Wir müssen uns das mal vorstellen, da kommt ein Heilpraktiker, firmiert speziell als „Heilpraktiker für Krebstherapie“, weckt damit Hoffnung bei verzweifelten Menschen und wenn es dann um die Wurscht geht, zieht er sich zurück und sagt „Och nö, ich therapiere dich doch gar nicht, ich unterstütze ja nur die schulmedizinische Behandlung.“ Wieviel Kohle bis zu diesem Punkt zudem noch geflossen ist, möchte ich gar nicht wissen.

Und dies ist eines der großen Probleme der Heilpraktiker-Szene: die Blender, die viel Versprechen, wenig halten und immer auf dem schmalen Grad der Legalität wandeln und niemals fassbar sind. Und das ist nicht nur einer.

Zur Stellung der Heilpraktiker führt das Gericht aus,

dass die Zulassung von Heilpraktikern zu Heilpraktikern weder eine besondere berufliche Ausbildung noch den Nachweis einer besonderen Fachqualifikation erfordert (BGH a.a.O. Rz. 16, zitiert nach Juris). Heilpraktiker unterliegen keiner gesetzlich festgelegten Berufsaufsicht. Es widerspricht daher nicht der rechtspolitischen Zielsetzung, § 12 Abs. 12 HWG seinem Wortlaut entsprechend uneingeschränkt auf die Werbung von und für Heilpraktiker anzuwenden (BGH a.a.O.). (3)

Dieser Fall ist wieder einmal ein Paradebeispiel dafür, warum wir die #Heilpraktikalypse brauchen. Der Heilpraktiker ist ein Anachronismus unseres Gesundheitssystems. Viele Vertreter dieser medizinischen Anlerntätigkeit sind eine Gefahr für arglose Patientinnen und Patienten. Deswegen brauchen wir keine Heilpraktiker-Reform, wir brauchen keine Überarbeitung der Vorschriften, wir brauchen eine Abschaffung dieses unsäglichen Überbleibsels der NS-Zeit.
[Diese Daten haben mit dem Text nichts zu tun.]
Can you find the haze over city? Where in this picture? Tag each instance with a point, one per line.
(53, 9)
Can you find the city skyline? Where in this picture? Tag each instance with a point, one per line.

Leider ist das Urteil noch nicht rechtskräftig, der Herr hat angekündigt, den „Rechtsweg ausschöpfen zu wollen“. Das heißt also, dass noch jemand mit einem aussichtslosen Anliegen unser Gerichtswesen verstopft. Solche Aussagen werte ich persönlich als das beleidigte mit dem Fuß aufstampfen eines verzogenen Kleinkindes.

Anmerkungen:
(1) Artikel 12 GG besagt: (1) Alle Deutschen haben das Recht, Beruf, Arbeitsplatz und Ausbildungsstätte frei zu wählen. Die Berufsausübung kann durch Gesetz oder auf Grund eines Gesetzes geregelt werden. (2) Niemand darf zu einer bestimmten Arbeit gezwungen werden, außer im Rahmen einer herkömmlichen allgemeinen, für alle gleichen öffentlichen Dienstleistungspflicht. (3) Zwangsarbeit ist nur bei einer gerichtlich angeordneten Freiheitsentziehung zulässig.
(2) Pressemitteilung des Deutschen Konsumentenbundes vom 16. Februar 2019.
(3) Entscheidung des Landgerichtes Köln vom 12. Februar 2019 Az. 81 O 105/18.